La vasija retrocedió bruscamente, de acuerdo con el popular principio de acción y reacción. En vez de golpear un saco de arena, acertó de pleno al tesorero.

Ming-ng-ng.

El hombre parpadeó. Dio un paso hacia atrás. Se derrumbó.

Las turbaciones de la realidad en Holy Wood estaban extendiendo unos tentáculos débiles, pero la mar de oportunos, que ya llegaban incluso hasta Ankh-Morpork. Por eso, un par de pajaritos revolotearon en torno a la cabeza del tesorero durante un momento, exclamando «pío pío» justo antes de desaparecer.

 

Gaspode se quedó tendido en la arena, jadeando. Laddie bailoteaba en torno a él y ladraba en tono apremiante.

—Estamos por encima de esas cosas —consiguió decir.

Se puso de pie como pudo, y se sacudió.

Laddie seguía ladrando. Estaba increíblemente fotogénico.

—De acuerdo, de acuerdo —suspiró Gaspode—. Lo mejor será que vayamos a ver si encontramos algo para desayunar. Luego tendríamos que recuperar un poco de sueño, y más tarde ya pensaríamos…

Laddie ladró de nuevo.

Gaspode suspiró.

—Vale, bien —dijo—. Será como dices tú. Pero te advierto de antemano que no te van a dar las gracias.

El perro grande salió como una centella sobre la arena. Gaspode lo siguió a un paso más tranquilo, y se quedó muy sorprendido cuando Laddie volvió sobre sus pasos, lo cogió suavemente por la piel del cogote, y echó a correr con energías renovadas.

—¡Te atreves a hacerme esto sólo porque soy pequeño! —se quejó Gaspode, sacudido de un lado al otro—. ¡No, por ahí no! —añadió—. A estas horas de la mañana, los humanos no valen para nada. Lo que necesitamos son trolls. Todavía estarán despiertos, y a ellos se les da mejor todo el asunto de las rocas y las cavernas subterráneas. Dobla por la próxima a la derecha. Tenemos que ir al Liásico Azul y… ¡Oh, mierda!

De repente, acababa de darse cuenta de que se vería obligado a hablar.

Y en público.

Te podías pasar la vida ocultando cuidadosamente a la gente tus talentos verbales, y entonces, de repente, te encontrabas en una situación que te obligaba a hablar. Si no lo hacías, el joven Víctor y la Mujer Gato se quedarían en la cueva por los siglos de los siglos. Laddie lo iba a soltar delante de cualquiera, y lo miraría expectante, y él tendría que dar explicaciones. Después de eso, lo considerarían una especie de monstruo el resto de su vida.

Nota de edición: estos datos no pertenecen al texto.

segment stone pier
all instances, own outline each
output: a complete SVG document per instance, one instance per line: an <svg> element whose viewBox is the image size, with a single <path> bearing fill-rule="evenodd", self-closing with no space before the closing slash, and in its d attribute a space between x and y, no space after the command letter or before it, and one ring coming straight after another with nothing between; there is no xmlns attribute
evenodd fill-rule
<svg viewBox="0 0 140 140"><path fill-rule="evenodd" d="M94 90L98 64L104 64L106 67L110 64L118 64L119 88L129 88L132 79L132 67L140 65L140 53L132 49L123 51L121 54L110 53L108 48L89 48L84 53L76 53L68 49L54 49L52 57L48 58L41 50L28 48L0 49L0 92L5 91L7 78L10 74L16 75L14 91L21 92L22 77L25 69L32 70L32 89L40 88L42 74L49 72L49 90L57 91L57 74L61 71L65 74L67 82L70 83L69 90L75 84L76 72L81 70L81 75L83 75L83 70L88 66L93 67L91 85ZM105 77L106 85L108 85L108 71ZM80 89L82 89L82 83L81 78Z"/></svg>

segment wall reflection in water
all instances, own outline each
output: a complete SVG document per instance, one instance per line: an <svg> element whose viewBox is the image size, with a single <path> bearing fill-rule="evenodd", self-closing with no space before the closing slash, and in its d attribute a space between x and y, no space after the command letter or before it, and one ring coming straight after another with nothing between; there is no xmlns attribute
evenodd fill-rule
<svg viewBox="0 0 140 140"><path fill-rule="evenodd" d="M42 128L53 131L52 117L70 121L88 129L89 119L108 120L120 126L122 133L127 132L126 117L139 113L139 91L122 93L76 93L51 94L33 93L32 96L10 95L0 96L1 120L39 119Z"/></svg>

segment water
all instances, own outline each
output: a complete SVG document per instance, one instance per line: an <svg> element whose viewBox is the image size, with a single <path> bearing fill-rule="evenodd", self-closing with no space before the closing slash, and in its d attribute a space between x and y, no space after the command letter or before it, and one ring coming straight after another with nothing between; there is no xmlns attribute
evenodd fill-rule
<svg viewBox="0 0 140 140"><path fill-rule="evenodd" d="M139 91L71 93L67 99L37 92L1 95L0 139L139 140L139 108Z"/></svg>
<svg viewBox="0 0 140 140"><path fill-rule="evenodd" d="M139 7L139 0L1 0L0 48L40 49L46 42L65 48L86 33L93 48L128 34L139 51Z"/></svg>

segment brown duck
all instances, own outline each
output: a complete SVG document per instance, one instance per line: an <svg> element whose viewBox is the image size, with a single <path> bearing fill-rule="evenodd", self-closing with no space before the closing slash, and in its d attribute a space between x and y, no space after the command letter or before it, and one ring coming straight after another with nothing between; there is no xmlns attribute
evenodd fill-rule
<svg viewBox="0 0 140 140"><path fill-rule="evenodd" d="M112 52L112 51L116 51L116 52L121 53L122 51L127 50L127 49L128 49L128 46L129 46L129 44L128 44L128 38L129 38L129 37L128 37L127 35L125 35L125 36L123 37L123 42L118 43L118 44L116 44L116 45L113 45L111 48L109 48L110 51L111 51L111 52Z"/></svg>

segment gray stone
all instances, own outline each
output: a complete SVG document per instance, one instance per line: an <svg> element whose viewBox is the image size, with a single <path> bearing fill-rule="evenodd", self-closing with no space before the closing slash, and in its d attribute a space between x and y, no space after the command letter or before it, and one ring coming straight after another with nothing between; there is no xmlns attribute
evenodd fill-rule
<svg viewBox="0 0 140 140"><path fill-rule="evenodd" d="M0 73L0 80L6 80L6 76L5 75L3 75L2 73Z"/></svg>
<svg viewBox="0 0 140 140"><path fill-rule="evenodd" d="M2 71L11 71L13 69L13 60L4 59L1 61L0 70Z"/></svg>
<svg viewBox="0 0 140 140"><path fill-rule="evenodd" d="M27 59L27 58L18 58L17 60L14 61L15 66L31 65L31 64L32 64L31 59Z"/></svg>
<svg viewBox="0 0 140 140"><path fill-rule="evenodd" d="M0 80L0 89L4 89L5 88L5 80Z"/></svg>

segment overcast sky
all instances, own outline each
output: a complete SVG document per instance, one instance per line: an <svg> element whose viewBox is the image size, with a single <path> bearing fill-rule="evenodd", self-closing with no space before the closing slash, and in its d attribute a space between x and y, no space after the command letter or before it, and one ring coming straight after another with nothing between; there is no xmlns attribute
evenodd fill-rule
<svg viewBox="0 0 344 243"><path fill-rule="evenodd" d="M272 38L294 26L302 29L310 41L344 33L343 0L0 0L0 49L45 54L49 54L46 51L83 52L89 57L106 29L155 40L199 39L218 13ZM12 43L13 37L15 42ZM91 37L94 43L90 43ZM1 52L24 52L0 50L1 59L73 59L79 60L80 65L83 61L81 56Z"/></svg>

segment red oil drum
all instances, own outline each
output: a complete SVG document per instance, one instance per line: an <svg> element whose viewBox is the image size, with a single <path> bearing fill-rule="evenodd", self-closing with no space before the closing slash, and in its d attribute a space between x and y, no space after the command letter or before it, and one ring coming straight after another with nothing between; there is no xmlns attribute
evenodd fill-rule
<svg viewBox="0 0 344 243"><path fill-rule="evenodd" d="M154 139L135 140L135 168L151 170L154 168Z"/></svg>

Laddie trotó calle arriba, hacia el ambiente cargado a la puerta del Liásico Azul, que estaba abarrotado de gente. Se abrió camino por un laberinto de piernas gruesas como troncos de árboles. Llego hasta la barra, lanzó un ladrido agudo, y dejó caer a Gaspode en el suelo.

Lo miró, expectante.

El murmullo de las conversaciones se interrumpió.

—Ése es Laddie —dijo un troll—. ¿Qué querrá?

Gaspode caminó torpemente hasta el troll más cercano, y le tiró educadamente del cinturón que colgaba de su oxidada cota de mallas.

—Disculpe —dijo.

—Es un perro condenadamente inteligente —dijo otro troll, apartando a un lado a Gaspode con una patada distraída—. Lo vi ayer en una película. Sabe hacerse el muerto, y es capaz de contar hasta cinco.

—O sea, dos más que tú.

Esto provocó una carcajada general[22].

—Esperad, callaos —ordenó el primer troll—. Parece que intenta decirnos algo.

—… disculpe…

—No hay más que ver cómo salta, como ladra.

—Es verdad. Lo vi en esa película, guiaba a la gente para encontrar a niños perdidos en una cueva.

—… disculpe…

Uno de los trolls frunció en el ceño.

—¿Para comérselos?

—No, imbécil, para sacarlos de allí.

—¿Y guardarlos para alguna barbacoa?

—… disculpe…

Otra patada acertó a Gaspode en un lado de la cabeza alargada.

—A lo mejor es que ha encontrado más. Mirad cómo corre y da vueltas junto a la puerta. Es un perro listísimo.

—Podríamos ir a echar un vistazo —señaló el primer troll.

—Buena idea, me muero de hambre.

—Oye, en Holy Wood no puedes ir por ahí comiéndote a la gente. ¡Nos da mala fama! Además, la Liga Silícea Antidifamación te caería encima como una tonelada de esas cosas rectangulares para hacer edificios.

—Sí, pero a lo mejor hay una recompensa, o algo por el estilo.

—… DISCULPE…

—¡Bien pensado! Además, si encontramos niños perdidos, la imagen pública de los trolls ganará mucho, conseguiremos conectar mejor con los espectadores…

—Y, si no los encontramos, siempre nos podemos comer al perro, ¿verdad?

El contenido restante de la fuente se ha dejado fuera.